When it comes to readability one of the most important things you can do in terms of CSS code is to indent certain areas of your code to add a little bit of distinguishing characteristics to that area of the code. When we talk about CSS rules, what we need to understand is that there's some sort of an unwritten rule when it comes to writing these and one I try to follow. If there's only one rule in you CSS declaration, you keep that on one single line. However, if you have multiple rules, you want to put that on multiple lines, and you also want to make sure that you indent the properties that you're working on.
So let's take a look at how that works right now. So I'm just going to go here underneath Universal Styles, and I'm going to start off with a new declaration here. I'm just going to type out just a fictitious classname. So I'll just type out .classname. Let's assume that this one is going to be just a one single line kind of thing. So I'm just going to do open curly braces there and a close curly brace and in-between those we're going type out border, and we are going to set it to 0 and semicolon like that. Since there is only one rule here, I'm going to keep that right there on one line.
However, let's say that I had another classname, .classname2, and we'll do open curly braces here. If I had more than one set of rules that were going to be applied here, I would just create a new line, and I would make sure that the second line is indented. In most modern code editors like Coda and others, they will automatically indent this second line for you. If they do not just press the Tab key over, and you will be able to Tab over like this. So I'll just type out something like Background, and we'll make that white and then border set to 0.
Then let's just say the color was something like that, and we have float left, margin 0, and let's do padding 0. So there's an example of how that would work. So in this case we have classname with only one rule so that gets put on one line with no indent right there, but in this case look how much easier to read this is right here. Everything is nice and concise. It is in order, and I actually put all of the different properties that I was working on, I put those in order as well as alphabetically.
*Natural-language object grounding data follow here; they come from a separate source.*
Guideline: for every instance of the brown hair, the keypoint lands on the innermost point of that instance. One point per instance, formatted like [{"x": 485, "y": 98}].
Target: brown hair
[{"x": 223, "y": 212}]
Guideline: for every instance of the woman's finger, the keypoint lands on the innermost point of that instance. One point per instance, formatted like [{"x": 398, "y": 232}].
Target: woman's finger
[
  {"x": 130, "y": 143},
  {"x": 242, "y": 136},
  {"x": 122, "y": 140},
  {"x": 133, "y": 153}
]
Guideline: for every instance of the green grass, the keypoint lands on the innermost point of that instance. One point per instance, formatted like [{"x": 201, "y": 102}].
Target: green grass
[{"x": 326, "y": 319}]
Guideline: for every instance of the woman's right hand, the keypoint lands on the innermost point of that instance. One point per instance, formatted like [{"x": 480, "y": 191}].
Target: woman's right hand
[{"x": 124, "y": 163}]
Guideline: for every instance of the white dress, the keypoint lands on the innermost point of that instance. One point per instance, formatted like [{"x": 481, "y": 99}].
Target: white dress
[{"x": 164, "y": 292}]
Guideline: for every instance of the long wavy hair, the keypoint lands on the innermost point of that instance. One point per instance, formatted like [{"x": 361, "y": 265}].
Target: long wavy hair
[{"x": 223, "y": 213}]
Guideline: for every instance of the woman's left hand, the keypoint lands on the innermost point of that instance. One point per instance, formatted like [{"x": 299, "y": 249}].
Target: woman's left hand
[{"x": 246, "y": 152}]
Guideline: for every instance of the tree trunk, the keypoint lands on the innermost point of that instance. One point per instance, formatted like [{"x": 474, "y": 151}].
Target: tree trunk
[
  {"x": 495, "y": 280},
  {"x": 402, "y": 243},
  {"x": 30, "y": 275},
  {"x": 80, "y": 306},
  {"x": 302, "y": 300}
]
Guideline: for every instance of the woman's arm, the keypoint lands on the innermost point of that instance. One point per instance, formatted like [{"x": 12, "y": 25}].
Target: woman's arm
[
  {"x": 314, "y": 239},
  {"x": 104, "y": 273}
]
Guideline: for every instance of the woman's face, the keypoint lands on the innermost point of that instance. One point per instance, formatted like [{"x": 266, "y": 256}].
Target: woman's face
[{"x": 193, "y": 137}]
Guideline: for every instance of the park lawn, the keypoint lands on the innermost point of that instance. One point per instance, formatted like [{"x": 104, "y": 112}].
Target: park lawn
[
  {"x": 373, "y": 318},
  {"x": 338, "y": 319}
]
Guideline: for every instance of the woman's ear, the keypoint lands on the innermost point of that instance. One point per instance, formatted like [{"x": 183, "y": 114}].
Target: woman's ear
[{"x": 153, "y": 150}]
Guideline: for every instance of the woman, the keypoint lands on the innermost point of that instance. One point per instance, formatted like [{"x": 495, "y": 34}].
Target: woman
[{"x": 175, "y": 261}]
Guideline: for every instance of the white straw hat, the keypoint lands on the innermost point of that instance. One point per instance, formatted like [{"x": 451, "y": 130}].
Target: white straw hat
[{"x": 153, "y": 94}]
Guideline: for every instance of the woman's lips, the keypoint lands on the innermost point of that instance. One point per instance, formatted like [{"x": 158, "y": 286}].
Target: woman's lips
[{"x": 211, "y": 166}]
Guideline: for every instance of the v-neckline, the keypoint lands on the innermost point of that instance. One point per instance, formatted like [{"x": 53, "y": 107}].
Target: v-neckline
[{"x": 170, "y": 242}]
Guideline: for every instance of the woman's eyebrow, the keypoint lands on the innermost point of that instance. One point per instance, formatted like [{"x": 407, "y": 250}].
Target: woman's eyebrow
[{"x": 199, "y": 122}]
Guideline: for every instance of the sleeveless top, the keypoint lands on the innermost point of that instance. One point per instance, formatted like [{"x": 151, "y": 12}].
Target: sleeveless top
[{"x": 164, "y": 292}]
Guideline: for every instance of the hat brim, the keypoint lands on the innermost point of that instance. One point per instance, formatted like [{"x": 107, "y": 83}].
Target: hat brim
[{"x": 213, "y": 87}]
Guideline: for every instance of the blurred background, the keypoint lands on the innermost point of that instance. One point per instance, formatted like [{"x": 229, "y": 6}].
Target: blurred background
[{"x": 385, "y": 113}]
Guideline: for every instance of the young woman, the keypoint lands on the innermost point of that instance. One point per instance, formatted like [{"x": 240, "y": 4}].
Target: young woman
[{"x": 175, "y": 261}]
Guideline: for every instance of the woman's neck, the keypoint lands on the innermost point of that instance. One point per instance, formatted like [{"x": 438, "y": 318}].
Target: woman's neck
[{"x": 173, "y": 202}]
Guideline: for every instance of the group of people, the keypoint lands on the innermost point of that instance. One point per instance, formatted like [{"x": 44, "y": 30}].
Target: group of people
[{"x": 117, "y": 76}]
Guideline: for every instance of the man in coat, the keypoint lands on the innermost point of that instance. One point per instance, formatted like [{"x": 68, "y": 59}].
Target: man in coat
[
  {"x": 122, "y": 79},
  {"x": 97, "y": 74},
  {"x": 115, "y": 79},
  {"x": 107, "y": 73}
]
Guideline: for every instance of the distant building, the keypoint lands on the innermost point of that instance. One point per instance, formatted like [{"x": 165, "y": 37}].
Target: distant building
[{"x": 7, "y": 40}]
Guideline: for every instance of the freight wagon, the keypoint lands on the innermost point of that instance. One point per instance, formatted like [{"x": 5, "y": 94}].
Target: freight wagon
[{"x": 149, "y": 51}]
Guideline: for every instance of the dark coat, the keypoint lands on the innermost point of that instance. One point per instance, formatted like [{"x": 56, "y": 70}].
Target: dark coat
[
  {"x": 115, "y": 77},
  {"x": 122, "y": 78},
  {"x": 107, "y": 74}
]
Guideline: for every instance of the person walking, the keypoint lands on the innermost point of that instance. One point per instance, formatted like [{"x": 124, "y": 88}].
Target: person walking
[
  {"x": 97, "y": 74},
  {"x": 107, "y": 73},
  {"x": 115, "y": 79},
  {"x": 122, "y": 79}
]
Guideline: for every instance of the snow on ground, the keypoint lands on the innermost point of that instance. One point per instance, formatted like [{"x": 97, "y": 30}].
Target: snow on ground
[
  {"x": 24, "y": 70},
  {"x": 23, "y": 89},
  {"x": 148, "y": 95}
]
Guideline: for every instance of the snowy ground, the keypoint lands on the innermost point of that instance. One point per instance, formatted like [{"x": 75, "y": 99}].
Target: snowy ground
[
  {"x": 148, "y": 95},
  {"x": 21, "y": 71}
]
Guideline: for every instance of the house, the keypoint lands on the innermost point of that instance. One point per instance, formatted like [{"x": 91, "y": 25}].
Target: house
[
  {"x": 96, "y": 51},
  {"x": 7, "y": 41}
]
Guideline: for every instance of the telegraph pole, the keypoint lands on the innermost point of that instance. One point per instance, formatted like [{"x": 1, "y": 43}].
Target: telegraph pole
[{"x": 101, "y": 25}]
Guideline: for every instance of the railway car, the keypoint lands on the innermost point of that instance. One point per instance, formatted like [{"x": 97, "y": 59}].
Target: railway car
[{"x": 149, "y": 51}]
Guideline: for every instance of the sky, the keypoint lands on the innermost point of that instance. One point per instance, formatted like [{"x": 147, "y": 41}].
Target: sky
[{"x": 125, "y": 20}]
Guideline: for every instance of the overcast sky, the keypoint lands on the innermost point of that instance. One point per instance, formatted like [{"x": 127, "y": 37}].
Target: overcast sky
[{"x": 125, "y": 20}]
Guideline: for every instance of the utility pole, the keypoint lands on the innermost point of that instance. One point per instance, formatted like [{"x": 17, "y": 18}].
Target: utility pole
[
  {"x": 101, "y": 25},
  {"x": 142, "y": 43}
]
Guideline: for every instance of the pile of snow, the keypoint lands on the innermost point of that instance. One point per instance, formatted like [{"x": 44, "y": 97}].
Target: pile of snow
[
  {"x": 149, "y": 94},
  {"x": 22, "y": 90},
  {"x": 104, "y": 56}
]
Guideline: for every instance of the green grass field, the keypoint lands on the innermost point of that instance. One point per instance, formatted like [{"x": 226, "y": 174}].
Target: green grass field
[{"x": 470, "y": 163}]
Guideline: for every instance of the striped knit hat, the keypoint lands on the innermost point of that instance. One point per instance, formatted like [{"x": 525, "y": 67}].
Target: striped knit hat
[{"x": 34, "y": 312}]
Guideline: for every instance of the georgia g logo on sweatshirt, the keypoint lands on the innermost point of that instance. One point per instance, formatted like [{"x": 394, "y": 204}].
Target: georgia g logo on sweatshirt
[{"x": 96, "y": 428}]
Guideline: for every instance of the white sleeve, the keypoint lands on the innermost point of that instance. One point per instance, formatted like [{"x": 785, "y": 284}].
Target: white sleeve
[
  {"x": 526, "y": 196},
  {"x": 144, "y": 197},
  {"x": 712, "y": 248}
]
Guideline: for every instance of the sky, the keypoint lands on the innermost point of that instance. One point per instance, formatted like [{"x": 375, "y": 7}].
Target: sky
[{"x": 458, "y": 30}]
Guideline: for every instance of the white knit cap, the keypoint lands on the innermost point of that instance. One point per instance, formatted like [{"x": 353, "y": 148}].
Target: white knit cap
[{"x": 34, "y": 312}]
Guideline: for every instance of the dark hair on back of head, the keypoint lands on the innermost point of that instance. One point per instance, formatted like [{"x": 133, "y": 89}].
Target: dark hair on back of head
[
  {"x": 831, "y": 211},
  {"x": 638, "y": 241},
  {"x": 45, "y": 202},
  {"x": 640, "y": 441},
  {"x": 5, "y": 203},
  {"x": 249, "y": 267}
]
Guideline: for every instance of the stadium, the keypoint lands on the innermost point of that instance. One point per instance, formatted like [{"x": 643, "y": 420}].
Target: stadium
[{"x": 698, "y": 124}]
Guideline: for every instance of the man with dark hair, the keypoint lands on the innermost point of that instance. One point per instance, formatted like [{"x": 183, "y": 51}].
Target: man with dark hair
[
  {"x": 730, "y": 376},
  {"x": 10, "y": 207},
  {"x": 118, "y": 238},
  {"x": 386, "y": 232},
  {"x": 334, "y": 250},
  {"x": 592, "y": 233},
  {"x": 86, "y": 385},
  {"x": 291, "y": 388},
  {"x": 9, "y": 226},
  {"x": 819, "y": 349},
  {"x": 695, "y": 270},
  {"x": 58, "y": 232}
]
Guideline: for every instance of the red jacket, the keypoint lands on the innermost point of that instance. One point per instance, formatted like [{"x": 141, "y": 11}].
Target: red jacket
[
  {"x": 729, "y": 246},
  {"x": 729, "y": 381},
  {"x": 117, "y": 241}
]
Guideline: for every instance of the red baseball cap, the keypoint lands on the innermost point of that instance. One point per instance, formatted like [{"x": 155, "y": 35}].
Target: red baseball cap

So B for background, B for border, C for color, F for float, et cetera. I try to follow these unwritten rules to make my code a little bit more readable to other people, but also making sure that I use the indentation for these, because making that indent just lets me know, here is the start of this class, and it doesn't stop until the outdent happens towards the end. Everything that's indented now belongs to that class and everything that's not indented does not. This is a great way to help you distinguish between blocks and declarations of CSS and also a great way to help keep yourself organized as you continue to create your CSS documents.